I'll tally up and announce the winner on June 23.

9 comments:

litlove said...

I'm voting for Ragnarok, please! A good book to discuss, I'd imagine.

Rohan Maitzen said...

What a fascinating list! I'll second the vote for Ragnarok: Byatt is such an intelligent writer I'm willing to try it even though the genre (if that's the right word) would not otherwise be a draw to me.

StuckInABook said...

The Comyns is wonderful! Dark themes, but narrated in a matter-of-fact voice - a very striking, but Comyns-esque approach.

Jaimie said...

Hi! My name is Jaimie and would love to join the Slaves. Ragnarok looks like a great book to read and discuss.

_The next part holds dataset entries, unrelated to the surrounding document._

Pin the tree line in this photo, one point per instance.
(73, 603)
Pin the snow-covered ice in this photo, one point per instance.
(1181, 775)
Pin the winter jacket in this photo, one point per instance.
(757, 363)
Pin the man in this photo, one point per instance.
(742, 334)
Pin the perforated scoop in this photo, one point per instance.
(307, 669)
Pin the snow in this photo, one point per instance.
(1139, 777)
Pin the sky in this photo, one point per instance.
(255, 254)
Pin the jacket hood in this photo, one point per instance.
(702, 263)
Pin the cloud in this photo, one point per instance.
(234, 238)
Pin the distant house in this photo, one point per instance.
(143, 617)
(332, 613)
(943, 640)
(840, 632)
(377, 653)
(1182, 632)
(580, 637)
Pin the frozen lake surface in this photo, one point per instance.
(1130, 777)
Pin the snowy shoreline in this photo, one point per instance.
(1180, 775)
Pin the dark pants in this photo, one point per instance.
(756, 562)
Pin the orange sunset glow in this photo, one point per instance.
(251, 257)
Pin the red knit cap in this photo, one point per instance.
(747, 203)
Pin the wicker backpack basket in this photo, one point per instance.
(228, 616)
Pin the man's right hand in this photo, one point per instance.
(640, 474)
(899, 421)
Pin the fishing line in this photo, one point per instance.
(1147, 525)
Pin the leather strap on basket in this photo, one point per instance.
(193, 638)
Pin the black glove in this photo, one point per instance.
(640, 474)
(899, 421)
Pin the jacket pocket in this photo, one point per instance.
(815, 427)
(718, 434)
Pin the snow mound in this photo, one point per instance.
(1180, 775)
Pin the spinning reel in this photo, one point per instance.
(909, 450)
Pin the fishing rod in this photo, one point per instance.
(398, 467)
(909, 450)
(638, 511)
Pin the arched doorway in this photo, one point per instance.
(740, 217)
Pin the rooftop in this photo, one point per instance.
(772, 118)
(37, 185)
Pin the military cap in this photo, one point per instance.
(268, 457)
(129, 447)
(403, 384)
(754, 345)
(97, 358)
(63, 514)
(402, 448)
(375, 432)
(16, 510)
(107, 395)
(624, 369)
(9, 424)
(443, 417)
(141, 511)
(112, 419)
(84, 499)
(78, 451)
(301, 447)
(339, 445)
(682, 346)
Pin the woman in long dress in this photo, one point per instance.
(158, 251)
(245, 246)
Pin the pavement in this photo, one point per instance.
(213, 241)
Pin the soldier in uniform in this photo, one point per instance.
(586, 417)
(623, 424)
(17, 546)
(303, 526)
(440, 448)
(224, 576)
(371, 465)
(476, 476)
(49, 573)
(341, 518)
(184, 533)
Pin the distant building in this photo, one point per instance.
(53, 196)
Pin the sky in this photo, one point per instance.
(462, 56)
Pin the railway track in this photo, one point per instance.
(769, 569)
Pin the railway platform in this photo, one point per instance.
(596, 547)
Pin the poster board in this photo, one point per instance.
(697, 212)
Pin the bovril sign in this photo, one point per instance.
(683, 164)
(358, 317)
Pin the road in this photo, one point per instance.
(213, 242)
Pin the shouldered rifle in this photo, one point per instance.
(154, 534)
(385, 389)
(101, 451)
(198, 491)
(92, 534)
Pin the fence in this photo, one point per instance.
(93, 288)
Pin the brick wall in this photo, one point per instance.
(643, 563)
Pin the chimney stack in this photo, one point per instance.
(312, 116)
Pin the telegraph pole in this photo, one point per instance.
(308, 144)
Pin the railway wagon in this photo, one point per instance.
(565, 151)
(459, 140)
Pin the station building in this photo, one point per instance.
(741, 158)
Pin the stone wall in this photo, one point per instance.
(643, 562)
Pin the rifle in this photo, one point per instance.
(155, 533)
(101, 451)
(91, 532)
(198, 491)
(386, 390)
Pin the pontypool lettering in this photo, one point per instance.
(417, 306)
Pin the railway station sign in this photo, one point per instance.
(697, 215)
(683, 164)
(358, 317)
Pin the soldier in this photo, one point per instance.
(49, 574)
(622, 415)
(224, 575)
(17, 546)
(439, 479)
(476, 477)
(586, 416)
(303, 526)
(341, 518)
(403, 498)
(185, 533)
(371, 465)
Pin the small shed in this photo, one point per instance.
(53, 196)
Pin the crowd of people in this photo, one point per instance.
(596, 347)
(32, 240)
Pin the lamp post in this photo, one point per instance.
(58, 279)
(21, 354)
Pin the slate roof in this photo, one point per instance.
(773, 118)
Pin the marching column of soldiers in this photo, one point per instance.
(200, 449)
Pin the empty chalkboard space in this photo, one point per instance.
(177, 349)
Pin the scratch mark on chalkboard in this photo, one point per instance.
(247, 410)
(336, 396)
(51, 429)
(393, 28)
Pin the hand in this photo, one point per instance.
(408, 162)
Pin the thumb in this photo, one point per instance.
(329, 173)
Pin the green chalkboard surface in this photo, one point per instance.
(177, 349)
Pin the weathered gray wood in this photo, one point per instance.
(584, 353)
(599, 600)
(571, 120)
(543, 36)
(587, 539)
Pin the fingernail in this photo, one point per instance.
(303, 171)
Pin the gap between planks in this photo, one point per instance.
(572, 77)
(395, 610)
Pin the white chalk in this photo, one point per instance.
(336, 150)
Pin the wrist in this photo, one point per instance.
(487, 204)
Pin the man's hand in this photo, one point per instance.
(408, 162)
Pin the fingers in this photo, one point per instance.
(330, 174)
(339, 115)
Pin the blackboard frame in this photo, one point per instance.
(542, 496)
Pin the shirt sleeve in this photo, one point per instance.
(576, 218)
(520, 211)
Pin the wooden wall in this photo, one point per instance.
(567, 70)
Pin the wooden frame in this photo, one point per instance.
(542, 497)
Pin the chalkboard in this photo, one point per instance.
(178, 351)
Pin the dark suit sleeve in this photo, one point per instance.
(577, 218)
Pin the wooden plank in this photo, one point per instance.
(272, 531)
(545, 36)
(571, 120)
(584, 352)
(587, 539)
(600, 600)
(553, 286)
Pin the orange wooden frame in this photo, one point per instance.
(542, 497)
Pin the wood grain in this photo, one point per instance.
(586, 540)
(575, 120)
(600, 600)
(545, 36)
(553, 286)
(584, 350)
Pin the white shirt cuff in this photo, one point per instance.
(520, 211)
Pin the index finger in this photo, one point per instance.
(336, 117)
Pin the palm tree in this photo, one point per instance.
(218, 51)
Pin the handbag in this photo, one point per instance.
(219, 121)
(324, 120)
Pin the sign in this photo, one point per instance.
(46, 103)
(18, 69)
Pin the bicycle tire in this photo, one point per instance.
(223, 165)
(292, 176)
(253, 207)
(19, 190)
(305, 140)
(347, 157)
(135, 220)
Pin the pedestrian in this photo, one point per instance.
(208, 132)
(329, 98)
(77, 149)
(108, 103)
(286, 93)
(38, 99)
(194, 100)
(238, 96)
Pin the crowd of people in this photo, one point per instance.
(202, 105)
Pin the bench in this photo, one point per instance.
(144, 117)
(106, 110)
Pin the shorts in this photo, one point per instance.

Thanks!

Colleen said...

Ragnarok!

I read Perdido Street Station a few months ago...A lot of it was great but it also had significant flaws, not the least of which was that it didn't really have to be as long as it was.

Danielle said...

Ragnarok please.

Stefanie said...

Fantastic list! My vote goes for the Comyns.

Sarah said...

Ragnarok as well please.

Jodie said...

Ragnarok is in my local library so it gets my vote. Imagine it will be lovely and layered.